I get to pick up my pork bellies Moday. Cure #1 salt coming. What is best brine?Rub? to put on? how long in brine or rub? I built a smoker which can hot smoke and cold smoke. Pictures coming soon on smoker, is my first one. I have heard 7 days in fridge, only 3 days? I am slowley converting to organic and home growm/made. and I love bacon. rub/brine thinking of is brown sugar salt and pepper and the curing salt. Suggestions? I will be using apple wood for smoking/curing the bacon. I like apple wood smoked bacon. that or hickory, but just had to cut an apple tree down so I saved the wood for this.....Any help, suggestions or comments are very welcome...

Thanks,

Brian


----------



## woodcutter (Sep 15, 2013)

Here is a good rub thread and a good brine thread to read through. Tons of info on both.

http://www.smokingmeatforums.com/t/108099/bacon-extra-smoky

http://www.smokingmeatforums.com/t/124885/bacon-made-the-easy-way


----------



## mneeley490 (Sep 15, 2013)

Pop's Brine is the easiest way to make wet-brined bacon.

http://www.smokingmeatforums.com/t/110799/pops6927s-wet-curing-brine

I find that using 1/3 cup of salt is the sweet spot for my taste.

Good luck!


----------



## pc farmer (Sep 15, 2013)

Yup, pops brine is very good and easy.

I have bearcarvers curing bacon now.

It is just as easy.


----------



## disco (Sep 15, 2013)

I have tried both curing and brine and IMHO there are differences but they are minor. I think it falls to whichever method you are more comfortable with. Personally, I have been using Pop's brine because it is a bit easier as there is no calculation to adjust the cure to the weight of the meat as with dry curing.

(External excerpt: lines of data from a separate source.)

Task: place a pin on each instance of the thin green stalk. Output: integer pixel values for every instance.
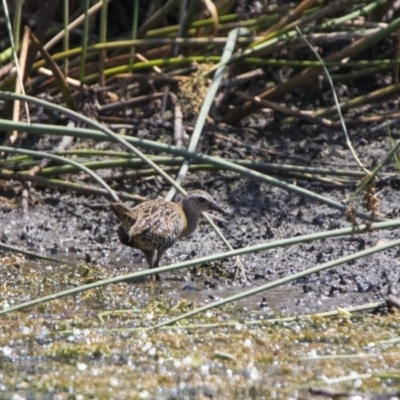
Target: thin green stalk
(282, 281)
(207, 103)
(41, 154)
(348, 141)
(66, 34)
(214, 257)
(85, 38)
(148, 144)
(103, 39)
(78, 117)
(263, 322)
(135, 19)
(66, 185)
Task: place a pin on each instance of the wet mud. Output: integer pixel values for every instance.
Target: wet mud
(83, 229)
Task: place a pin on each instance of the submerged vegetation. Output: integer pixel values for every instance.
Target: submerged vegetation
(97, 101)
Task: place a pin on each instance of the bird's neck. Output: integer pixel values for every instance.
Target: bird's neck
(192, 218)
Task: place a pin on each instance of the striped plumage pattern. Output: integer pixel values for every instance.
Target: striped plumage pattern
(153, 226)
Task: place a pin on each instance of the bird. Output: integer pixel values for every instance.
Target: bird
(155, 225)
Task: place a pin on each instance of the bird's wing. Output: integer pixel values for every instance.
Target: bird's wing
(126, 216)
(158, 219)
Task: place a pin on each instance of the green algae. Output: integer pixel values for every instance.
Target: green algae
(99, 345)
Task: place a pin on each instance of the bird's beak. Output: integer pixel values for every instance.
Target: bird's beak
(216, 207)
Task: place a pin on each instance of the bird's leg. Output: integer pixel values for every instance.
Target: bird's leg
(149, 254)
(156, 264)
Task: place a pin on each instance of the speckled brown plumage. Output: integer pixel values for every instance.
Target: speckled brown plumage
(153, 226)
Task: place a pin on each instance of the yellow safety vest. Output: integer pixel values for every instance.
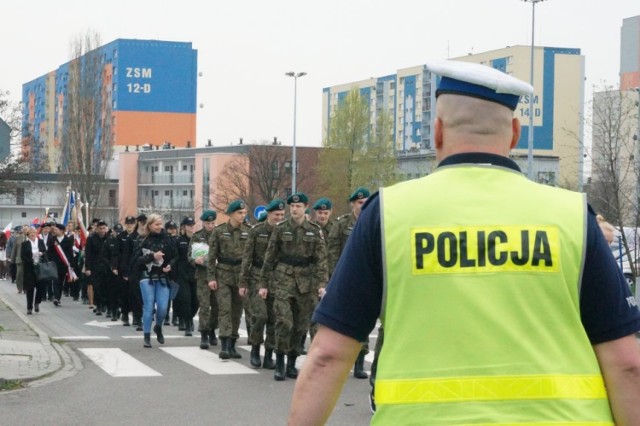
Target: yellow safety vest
(481, 304)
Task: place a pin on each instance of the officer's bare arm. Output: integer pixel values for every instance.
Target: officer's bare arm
(620, 364)
(328, 363)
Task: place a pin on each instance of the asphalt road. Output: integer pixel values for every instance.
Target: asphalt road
(117, 380)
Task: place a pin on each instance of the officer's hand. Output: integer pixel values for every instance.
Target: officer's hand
(263, 292)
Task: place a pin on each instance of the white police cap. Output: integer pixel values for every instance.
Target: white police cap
(478, 81)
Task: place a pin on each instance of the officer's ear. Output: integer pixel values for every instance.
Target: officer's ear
(438, 133)
(516, 129)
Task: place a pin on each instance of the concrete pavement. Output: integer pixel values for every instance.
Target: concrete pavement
(27, 354)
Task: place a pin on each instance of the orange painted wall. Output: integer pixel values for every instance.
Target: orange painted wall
(155, 128)
(128, 184)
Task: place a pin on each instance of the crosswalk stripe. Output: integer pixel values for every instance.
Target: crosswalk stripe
(207, 361)
(117, 363)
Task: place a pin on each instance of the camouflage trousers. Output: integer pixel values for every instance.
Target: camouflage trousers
(208, 306)
(292, 312)
(262, 316)
(230, 303)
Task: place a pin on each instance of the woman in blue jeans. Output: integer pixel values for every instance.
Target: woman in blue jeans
(152, 259)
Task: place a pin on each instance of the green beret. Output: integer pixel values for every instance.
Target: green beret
(323, 204)
(298, 197)
(275, 205)
(236, 205)
(208, 215)
(359, 194)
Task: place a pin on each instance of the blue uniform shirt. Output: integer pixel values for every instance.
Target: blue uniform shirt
(353, 299)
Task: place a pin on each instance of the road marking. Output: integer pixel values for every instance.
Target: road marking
(207, 361)
(76, 338)
(117, 363)
(103, 324)
(165, 336)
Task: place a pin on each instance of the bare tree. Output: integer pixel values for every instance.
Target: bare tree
(87, 142)
(358, 153)
(259, 177)
(614, 190)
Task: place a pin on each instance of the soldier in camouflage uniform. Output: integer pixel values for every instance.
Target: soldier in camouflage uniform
(323, 209)
(295, 267)
(261, 309)
(335, 244)
(207, 301)
(226, 246)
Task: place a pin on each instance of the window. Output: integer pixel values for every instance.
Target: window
(112, 198)
(20, 196)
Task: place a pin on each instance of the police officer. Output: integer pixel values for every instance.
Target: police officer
(184, 272)
(97, 266)
(295, 267)
(226, 246)
(502, 302)
(130, 272)
(117, 267)
(171, 228)
(261, 309)
(335, 244)
(207, 300)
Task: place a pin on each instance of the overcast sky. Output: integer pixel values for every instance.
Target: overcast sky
(245, 47)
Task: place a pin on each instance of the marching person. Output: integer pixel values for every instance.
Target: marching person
(153, 258)
(335, 244)
(294, 270)
(97, 267)
(185, 302)
(502, 302)
(226, 245)
(261, 309)
(207, 300)
(60, 251)
(32, 249)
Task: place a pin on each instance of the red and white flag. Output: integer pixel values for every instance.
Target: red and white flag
(7, 230)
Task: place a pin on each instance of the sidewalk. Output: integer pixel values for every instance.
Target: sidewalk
(26, 352)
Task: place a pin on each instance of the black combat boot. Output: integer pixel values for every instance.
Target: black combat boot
(204, 340)
(255, 356)
(301, 349)
(358, 367)
(279, 374)
(268, 360)
(224, 351)
(213, 340)
(125, 319)
(158, 330)
(232, 350)
(292, 371)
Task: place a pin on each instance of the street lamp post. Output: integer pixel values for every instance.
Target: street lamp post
(530, 139)
(294, 168)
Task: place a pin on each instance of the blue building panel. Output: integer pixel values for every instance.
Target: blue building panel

That being said, you use more ingredients with the brine so, if you are cheap, dry curing is better.

Disco


----------



## webebigdog (Sep 15, 2013)

I am so glad I found this site!!!! What great information I have recieved. I will be trimming the pork bellies tomorrow night and brining will start Tuesday. I can hardly wait for the smoker to stop and i can try my own bacon!!!!!!!!... Sure glad I have the time to wait...... Thanks again.


----------